La luce rosata dell'albeggiare filtrava attraverso le finestre, fendendo il suo corpo mezzo nudo, riverso sul materasso, coperto da un fine lenzuolo bianco.
Disegnavo dei cerchi lungo la sua schiena, lambendo appena la sua pelle con la prominenza dei polpastrelli.
Coloravo la parte delle sue scapole, marcavo la spina dorsale fino a sfiorare il coccige; più in basso era avviluppata nel lenzuolo.

La sua pelle rosea aveva un fulgore proprio sotto i raggi del sole, ed emanava un odore pungente a causa delle piccole gocce di sudore che imperlavano il suo addome, ma non aveva perso l'essenza che la contraddistingueva.
Potevo riconoscere il profumo peculiare della sua epidermide, leggermente contaminato dagli ormoni che avevano bagnato il letto è reso l'aria nella stanza più rarefatta.

Non riuscivo più ad immaginare come sarebbe stato svegliarmi senza di lei. Ci provavo, richiamando alla mente quei momenti, negli scorsi tre anni, nei quali la parte del letto era sempre vuota, o improntata dalla sagoma di un corpo di un incontro casuale avvenuto la notte precedente, ma non era la stessa cosa.
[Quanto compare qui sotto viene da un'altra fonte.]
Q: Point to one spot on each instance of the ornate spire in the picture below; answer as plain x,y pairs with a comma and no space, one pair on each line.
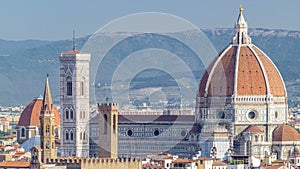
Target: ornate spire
47,99
241,30
74,45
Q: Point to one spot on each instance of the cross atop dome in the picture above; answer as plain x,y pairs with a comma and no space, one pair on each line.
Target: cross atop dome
241,30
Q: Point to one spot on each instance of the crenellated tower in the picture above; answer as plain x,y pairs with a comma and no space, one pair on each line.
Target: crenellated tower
108,130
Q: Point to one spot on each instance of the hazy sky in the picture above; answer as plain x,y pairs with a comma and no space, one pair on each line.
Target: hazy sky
55,19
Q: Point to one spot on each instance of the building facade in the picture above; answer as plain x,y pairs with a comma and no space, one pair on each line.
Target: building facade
47,119
74,100
241,87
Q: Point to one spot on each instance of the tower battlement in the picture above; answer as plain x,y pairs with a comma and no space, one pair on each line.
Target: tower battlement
126,163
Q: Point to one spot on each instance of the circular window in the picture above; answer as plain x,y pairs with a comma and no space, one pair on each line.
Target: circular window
251,115
156,132
222,115
129,132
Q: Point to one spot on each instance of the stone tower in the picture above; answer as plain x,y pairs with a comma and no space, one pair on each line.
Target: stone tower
108,130
74,100
47,119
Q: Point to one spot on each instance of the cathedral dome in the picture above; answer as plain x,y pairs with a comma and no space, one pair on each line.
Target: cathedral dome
31,114
285,133
241,69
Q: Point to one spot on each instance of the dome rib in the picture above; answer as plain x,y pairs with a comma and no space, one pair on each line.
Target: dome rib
262,68
278,89
285,133
213,88
236,69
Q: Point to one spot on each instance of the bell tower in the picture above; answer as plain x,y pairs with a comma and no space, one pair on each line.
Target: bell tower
74,100
108,130
47,119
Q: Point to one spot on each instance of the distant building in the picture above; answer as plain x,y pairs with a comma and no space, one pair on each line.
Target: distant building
29,123
140,135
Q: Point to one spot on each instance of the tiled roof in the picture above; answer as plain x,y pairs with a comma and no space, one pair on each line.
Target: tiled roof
31,114
273,167
181,160
285,133
15,164
219,163
219,78
252,129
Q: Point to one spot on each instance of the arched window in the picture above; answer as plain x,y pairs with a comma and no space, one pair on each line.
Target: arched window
105,124
47,145
23,132
82,88
53,131
71,135
192,137
114,123
71,114
69,86
67,135
56,133
67,113
256,138
47,130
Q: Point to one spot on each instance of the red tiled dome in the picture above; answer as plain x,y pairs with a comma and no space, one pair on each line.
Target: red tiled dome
285,133
254,72
242,69
31,114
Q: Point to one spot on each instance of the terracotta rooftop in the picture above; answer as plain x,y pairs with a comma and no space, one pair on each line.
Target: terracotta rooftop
219,163
15,164
181,160
219,80
31,114
273,167
285,133
253,129
241,68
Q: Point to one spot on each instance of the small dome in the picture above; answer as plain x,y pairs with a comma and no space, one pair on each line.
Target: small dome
252,129
285,133
31,114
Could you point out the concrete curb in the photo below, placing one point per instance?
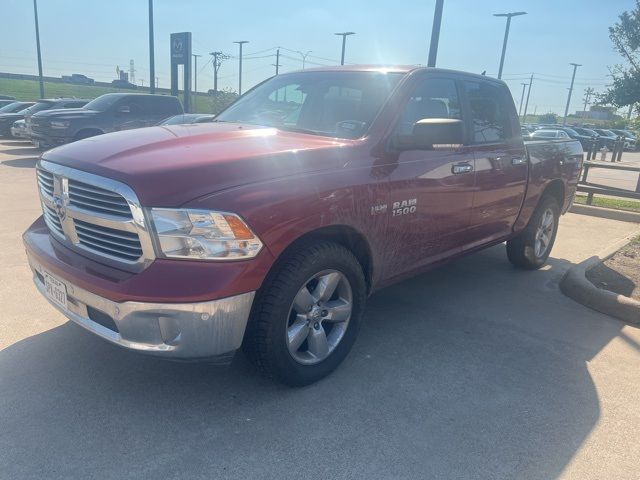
(610, 213)
(575, 285)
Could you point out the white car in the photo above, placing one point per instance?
(19, 129)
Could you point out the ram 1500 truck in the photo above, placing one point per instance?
(269, 227)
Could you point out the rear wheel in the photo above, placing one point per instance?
(531, 248)
(307, 315)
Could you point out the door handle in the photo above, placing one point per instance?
(459, 168)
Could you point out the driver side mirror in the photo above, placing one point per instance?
(429, 132)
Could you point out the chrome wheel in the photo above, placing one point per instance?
(544, 233)
(319, 317)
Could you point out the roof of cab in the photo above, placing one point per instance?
(396, 69)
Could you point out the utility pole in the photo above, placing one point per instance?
(152, 62)
(344, 36)
(35, 13)
(195, 73)
(587, 96)
(240, 43)
(218, 57)
(526, 104)
(524, 85)
(435, 33)
(277, 64)
(573, 77)
(304, 57)
(506, 35)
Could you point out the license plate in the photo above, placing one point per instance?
(55, 290)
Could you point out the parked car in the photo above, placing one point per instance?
(123, 84)
(78, 79)
(187, 118)
(606, 138)
(6, 120)
(4, 103)
(108, 113)
(630, 140)
(19, 129)
(269, 227)
(14, 107)
(549, 133)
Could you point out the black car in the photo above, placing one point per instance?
(14, 107)
(585, 140)
(109, 113)
(7, 119)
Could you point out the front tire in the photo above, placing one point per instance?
(531, 248)
(307, 314)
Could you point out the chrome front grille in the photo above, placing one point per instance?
(96, 199)
(45, 181)
(96, 216)
(108, 240)
(52, 220)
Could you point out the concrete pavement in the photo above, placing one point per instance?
(473, 370)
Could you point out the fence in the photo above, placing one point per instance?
(593, 188)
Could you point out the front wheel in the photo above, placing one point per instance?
(307, 315)
(531, 248)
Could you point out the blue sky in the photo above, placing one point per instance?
(92, 37)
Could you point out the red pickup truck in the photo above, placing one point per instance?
(268, 228)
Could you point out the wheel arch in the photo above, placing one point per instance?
(556, 189)
(345, 235)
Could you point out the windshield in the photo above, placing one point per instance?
(35, 108)
(102, 103)
(335, 104)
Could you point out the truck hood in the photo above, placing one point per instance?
(171, 165)
(64, 114)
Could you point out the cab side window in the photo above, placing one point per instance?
(489, 115)
(433, 98)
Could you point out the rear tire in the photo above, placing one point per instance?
(531, 248)
(307, 314)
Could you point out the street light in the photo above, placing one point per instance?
(240, 43)
(344, 42)
(304, 56)
(573, 77)
(506, 35)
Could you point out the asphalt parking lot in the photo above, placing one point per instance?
(473, 370)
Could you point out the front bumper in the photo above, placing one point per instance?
(176, 330)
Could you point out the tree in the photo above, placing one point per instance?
(625, 35)
(548, 118)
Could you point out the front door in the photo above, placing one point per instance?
(431, 191)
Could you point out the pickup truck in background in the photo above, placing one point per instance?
(108, 113)
(269, 227)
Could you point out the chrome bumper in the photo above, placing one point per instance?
(184, 331)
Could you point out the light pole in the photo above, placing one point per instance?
(152, 63)
(195, 72)
(344, 36)
(35, 13)
(506, 35)
(435, 33)
(524, 85)
(240, 43)
(573, 77)
(304, 56)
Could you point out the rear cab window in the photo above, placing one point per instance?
(492, 118)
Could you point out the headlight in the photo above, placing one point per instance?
(203, 235)
(60, 124)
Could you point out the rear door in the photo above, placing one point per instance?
(431, 191)
(501, 162)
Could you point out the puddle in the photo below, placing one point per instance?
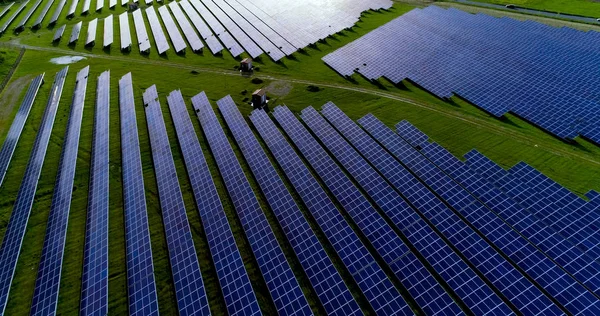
(65, 60)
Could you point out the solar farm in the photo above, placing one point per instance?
(342, 157)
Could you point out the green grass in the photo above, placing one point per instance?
(589, 8)
(456, 125)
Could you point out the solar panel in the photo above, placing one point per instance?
(159, 36)
(235, 284)
(91, 35)
(211, 40)
(45, 295)
(186, 27)
(72, 8)
(140, 31)
(178, 43)
(369, 276)
(228, 41)
(75, 32)
(124, 31)
(416, 230)
(108, 31)
(94, 280)
(14, 133)
(140, 269)
(57, 11)
(15, 230)
(13, 17)
(572, 295)
(332, 292)
(27, 16)
(284, 287)
(59, 32)
(40, 18)
(187, 279)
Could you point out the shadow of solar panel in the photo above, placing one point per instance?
(377, 288)
(45, 295)
(94, 280)
(15, 230)
(141, 286)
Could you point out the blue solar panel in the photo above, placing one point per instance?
(12, 138)
(276, 271)
(235, 284)
(187, 279)
(140, 269)
(448, 264)
(15, 231)
(571, 294)
(332, 291)
(369, 276)
(45, 296)
(94, 282)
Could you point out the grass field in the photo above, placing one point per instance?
(456, 125)
(589, 8)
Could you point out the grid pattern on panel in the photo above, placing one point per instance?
(124, 31)
(13, 17)
(159, 36)
(525, 222)
(178, 43)
(280, 279)
(75, 32)
(572, 295)
(288, 296)
(233, 278)
(369, 276)
(211, 40)
(57, 11)
(45, 295)
(431, 246)
(40, 18)
(14, 133)
(28, 15)
(140, 269)
(228, 41)
(94, 280)
(140, 31)
(186, 27)
(187, 278)
(108, 31)
(15, 231)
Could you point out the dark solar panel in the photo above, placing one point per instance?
(45, 295)
(14, 133)
(235, 284)
(140, 269)
(187, 279)
(369, 276)
(94, 281)
(15, 231)
(546, 273)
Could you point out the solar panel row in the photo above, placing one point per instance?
(15, 230)
(140, 269)
(185, 269)
(94, 280)
(45, 295)
(14, 133)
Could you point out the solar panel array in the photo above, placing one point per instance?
(499, 64)
(15, 230)
(94, 280)
(140, 269)
(14, 133)
(45, 296)
(178, 43)
(185, 269)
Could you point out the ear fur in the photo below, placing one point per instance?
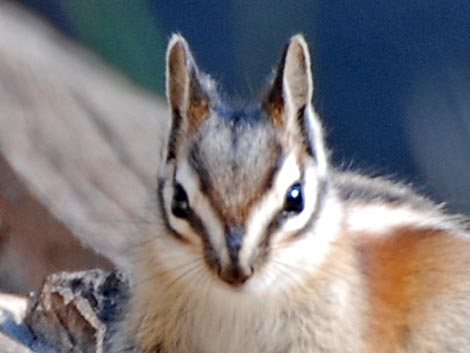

Mi sembrava di non svegliarmi mai, o almeno così avrei voluto fosse, perché almeno dormendo avevo la possibilità di incontrarla.

Ora, il mio indice si spostava lungo le sue spalle, tracciandone i contorni con estrema cura, come se io stessa li stessi disegnando.
E il suo corpo prendeva forma sotto il mio tocco. Sorrisi, inclinando leggermente la testa su un lato per catturare parte dei suoi lineamenti sprofondati nel cuscino e ombrati dai capelli corvini. Era così bella che ebbi paura di uscire dai contorni del disegno che stavo pitturando sulla sua pelle, sfregiandola.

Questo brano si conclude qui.